Tuesday, October 26, 2010

Tareq Aziz, Saddam's hypocritical defender, sentenced to death

Saddam Hussein's longtime foreign minister Tariq Aziz was sentenced to death by hanging Tuesday for persecuting members of Shiite religious parties under the former regime.
Iraq's high criminal court spokesman Mohammed Abdul-Sahib did not say when Aziz, 74, would be put to death. The death sentence followed his conviction of taking part in a Saddam-led campaign that hunted and executed members of the Shiite Dawa Party, of which current Prime Minister Nouri al-Maliki is a member.
Aziz, a Christian who became the international face of Saddam's regime, can appeal the sentence. He has already been convicted and sentenced to 15 years in prison for his role in the 1992 execution of 42 merchants found guilty of profiteering. He also received a seven-year prison sentence for a case involving the forced displacement of Kurds in northern Iraq.
Aziz's son, Ziad, said that the death sentence was "unfair" and "illogical", because his father was the victim, not the criminal, since Dawa Party members tried to assassinate him in 1980. "This is an illogical and an unfair sentence that is serving political goals of the Iraqi government.Tariq Aziz himself was the victim of the religious parties that tried to kill him in 1980, but now he is turned to a criminal," AP quoted Aziz' son  as saying.

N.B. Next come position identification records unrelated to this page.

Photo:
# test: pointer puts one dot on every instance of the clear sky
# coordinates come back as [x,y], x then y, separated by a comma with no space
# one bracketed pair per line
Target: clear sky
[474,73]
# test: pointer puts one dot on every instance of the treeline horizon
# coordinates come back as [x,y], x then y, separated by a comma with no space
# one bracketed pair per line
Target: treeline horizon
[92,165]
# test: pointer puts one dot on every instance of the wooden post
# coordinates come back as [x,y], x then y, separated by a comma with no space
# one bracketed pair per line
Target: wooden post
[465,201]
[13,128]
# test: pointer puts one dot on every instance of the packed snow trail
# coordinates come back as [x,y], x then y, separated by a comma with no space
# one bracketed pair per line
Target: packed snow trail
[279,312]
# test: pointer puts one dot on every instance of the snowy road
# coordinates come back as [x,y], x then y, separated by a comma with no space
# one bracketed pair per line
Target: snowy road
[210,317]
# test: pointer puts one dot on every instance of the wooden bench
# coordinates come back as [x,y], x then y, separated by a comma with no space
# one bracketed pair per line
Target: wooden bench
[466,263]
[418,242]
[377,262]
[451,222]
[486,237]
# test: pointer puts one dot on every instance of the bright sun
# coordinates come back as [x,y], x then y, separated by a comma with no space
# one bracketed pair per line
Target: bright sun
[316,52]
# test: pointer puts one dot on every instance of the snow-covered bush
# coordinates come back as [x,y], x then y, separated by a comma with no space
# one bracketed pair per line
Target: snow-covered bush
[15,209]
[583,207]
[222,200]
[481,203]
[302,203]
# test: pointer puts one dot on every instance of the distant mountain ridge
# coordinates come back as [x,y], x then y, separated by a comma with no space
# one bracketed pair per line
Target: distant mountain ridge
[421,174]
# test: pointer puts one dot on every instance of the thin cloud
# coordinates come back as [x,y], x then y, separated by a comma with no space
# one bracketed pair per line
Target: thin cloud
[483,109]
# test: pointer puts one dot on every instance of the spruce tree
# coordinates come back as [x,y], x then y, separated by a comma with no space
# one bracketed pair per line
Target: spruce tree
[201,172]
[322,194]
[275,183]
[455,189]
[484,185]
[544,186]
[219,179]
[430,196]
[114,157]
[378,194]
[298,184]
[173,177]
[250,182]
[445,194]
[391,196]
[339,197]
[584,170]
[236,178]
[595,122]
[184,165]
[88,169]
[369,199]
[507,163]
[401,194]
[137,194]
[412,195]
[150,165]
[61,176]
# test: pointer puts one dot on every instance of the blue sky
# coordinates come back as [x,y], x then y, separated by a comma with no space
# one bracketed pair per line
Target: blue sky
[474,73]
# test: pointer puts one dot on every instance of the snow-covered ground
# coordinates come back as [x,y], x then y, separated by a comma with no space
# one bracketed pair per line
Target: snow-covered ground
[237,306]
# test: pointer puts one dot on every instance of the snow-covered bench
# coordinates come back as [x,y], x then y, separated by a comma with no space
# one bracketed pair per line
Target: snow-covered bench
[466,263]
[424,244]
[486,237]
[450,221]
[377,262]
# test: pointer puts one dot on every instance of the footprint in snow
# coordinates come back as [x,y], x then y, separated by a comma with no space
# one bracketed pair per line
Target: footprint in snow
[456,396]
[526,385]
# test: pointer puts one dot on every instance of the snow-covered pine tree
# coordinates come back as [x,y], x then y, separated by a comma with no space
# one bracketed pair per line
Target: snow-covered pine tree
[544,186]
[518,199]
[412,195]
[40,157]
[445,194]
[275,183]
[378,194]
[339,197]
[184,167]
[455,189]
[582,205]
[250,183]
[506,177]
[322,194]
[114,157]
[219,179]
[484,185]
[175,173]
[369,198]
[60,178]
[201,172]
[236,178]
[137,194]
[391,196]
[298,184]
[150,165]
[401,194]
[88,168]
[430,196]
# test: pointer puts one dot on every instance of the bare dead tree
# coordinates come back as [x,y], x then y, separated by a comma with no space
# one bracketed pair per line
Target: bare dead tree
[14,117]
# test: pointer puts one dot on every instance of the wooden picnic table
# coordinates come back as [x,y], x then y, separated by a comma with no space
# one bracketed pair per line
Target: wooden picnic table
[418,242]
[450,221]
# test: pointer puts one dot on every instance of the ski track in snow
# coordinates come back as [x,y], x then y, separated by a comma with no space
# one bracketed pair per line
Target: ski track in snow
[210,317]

However, calling Tareq Aziz 'a victim' sounds somewhat ridiculous to my ears. Tareq Aziz, whose real name is Mikhail Yuhanna, was long one of the people who belonged to the inner crowd of Saddam Hussein. Originally editor in chef of the party newspaper, Saddam made him his foreign minister and later his vice-prime minister. As such he must not only have been aware of,  but in fact have been partaking in most decisions and have been an accomplice to the acts of genocide against the Kurds in the eighties, and against the Shiites in 1991, apart from the war crimes against Iran en all other atrocities committed by this exceptionally cruel regime.  In 1980 he escaped a bomb attack by members of al-Da'awa, after wich an unknown  number of people (among them prisoners) were executed by way of reprisal.  I met Aziz at a reception in Baghdad in October of that year and he was joking about the whole event which left him as good as unhurt. It may be true that Aziz personnally did not kill people and that the gun which he carried when I met him, was only ceremonial and part of the Ba'ath uniform that people of his rank used to wear. However, as a member of the small bunch of decision makers he was undoubtely aware of all that happened. As far as I know, it was Aziz who first hinted that Iraq was going to use poison gas against the Iranian troops (in een interview with Le Monde, in the early eighties he made a remark that they were goingt to be killed in the way one kills insects). So his son's reaction to the conviction is typical of the hypocrisy  of the Ba'athists who always used to argue that they had to be tough because the were dealing with separatists (Kurds), religious fanatics (Shiites), criminals (people critical of their regime) and - last but not least - bloodthirsty Iranians, while forgetting that it was they who had started the war in the first place.